Comunque tra il1834 e il 1835, Manetti insieme con Reishammer e Sivieri, progetta e realizza, uno snello ponte a catene, finanziato da De Larderel sul fiume Cecina, tra Pomarance e Saline.[21]  Il ripiego sulle catene, è dovuto alla difficoltà di produrre canapi di lunghezza adeguata nella fonderia di Follonica che in effetti produceva soprattutto ghisa.

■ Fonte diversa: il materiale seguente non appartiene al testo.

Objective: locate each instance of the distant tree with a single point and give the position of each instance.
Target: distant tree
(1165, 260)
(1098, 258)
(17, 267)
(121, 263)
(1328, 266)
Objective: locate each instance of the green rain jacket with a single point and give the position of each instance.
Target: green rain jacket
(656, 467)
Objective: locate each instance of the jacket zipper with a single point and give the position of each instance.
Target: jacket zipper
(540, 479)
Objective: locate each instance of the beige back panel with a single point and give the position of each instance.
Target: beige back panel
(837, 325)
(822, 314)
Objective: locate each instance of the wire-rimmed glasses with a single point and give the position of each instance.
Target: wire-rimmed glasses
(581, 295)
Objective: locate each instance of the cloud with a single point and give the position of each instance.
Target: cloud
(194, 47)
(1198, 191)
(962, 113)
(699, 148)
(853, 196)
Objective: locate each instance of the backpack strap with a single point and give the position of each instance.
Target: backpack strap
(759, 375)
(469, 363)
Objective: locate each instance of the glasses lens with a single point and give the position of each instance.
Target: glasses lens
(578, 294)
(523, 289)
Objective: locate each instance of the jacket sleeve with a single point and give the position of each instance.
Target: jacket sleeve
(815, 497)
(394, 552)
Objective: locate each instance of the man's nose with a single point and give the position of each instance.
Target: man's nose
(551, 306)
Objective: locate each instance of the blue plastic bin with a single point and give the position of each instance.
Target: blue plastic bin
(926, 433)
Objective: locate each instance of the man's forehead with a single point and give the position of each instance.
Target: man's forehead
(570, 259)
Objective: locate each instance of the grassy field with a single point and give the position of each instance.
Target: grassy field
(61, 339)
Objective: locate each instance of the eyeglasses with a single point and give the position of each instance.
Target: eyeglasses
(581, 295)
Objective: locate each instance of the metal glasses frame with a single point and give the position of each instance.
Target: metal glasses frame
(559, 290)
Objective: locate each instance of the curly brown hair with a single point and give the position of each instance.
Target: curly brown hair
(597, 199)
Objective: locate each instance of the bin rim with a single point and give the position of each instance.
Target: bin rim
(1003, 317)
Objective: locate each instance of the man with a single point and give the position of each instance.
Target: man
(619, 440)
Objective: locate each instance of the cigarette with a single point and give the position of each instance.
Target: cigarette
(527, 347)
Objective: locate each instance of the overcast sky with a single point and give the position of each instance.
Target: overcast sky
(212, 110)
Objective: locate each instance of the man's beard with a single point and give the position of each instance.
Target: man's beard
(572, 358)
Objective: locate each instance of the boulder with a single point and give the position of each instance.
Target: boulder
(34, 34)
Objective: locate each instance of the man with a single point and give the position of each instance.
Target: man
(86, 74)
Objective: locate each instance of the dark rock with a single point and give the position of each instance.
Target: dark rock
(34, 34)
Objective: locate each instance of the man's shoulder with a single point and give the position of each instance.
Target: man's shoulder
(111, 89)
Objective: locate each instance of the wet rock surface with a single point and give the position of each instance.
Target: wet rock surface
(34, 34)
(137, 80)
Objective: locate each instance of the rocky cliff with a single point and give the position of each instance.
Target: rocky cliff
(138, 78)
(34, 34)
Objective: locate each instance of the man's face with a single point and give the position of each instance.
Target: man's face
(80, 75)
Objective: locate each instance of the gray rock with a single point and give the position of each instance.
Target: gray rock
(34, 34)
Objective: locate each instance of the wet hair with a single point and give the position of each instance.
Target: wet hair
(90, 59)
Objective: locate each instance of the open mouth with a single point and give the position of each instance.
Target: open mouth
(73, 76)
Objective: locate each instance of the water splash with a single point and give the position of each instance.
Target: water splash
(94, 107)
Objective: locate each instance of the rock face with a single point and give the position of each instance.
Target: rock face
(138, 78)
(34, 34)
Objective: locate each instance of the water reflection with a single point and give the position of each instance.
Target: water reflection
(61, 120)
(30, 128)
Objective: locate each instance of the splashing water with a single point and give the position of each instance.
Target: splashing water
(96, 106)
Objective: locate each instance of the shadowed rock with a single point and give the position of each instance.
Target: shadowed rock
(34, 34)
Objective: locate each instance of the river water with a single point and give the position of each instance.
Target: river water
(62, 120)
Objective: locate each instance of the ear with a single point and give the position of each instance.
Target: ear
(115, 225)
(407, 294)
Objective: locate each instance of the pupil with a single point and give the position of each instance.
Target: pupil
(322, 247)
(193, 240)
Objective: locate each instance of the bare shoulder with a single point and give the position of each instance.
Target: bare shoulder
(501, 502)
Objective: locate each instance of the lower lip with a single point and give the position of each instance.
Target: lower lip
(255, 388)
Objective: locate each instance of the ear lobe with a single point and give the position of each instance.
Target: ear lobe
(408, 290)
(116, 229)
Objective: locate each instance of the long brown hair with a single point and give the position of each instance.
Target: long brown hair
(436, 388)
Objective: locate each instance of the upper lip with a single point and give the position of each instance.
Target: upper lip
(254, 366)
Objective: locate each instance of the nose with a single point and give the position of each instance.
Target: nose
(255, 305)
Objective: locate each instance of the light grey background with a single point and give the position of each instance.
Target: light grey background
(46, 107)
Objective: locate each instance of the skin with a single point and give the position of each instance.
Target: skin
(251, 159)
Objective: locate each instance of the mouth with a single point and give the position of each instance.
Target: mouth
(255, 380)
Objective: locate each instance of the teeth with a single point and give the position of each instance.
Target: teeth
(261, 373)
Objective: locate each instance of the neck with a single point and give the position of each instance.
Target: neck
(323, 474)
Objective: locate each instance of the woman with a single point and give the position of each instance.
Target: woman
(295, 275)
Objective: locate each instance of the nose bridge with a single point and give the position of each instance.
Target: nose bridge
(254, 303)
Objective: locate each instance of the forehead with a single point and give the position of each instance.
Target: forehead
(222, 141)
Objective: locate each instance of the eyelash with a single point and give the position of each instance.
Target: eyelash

Tra il 1840 e il 1844 progettano il prototipo per tre ponti sospesi da costruirsi “in eguali forme e dimensioni” in tre diversi luoghi della Maremma[22] . In questo progetto, anch’esso con catene, i piloni di pietra si trasformano in esili cavalletti metallici, a cui le catene sono sospese  e non appoggiate.[23]

Infine Reishammer firma nel 1844, il progetto di un ponte sospeso “a canapi di filo di ferro” che si doveva costruire sull’ Ombrone maremmano[24]della luce di braccia 142” (circa 82 metri) e che rappresenta il vertice di questo iter progettuale. Ci restano dei bellissimi disegni[25] caratterizzati da eleganti particolari costruttivi in ferro forgiato ed in fusione di ghisa e di piloni estremamente esili in cui si accoppiano pietra e ghisa. Il linguaggio neoclassico era ormai lontano, e del resto è stato notato come le decorazioni in ghisa di Reishammer sembrano anticipare il liberty.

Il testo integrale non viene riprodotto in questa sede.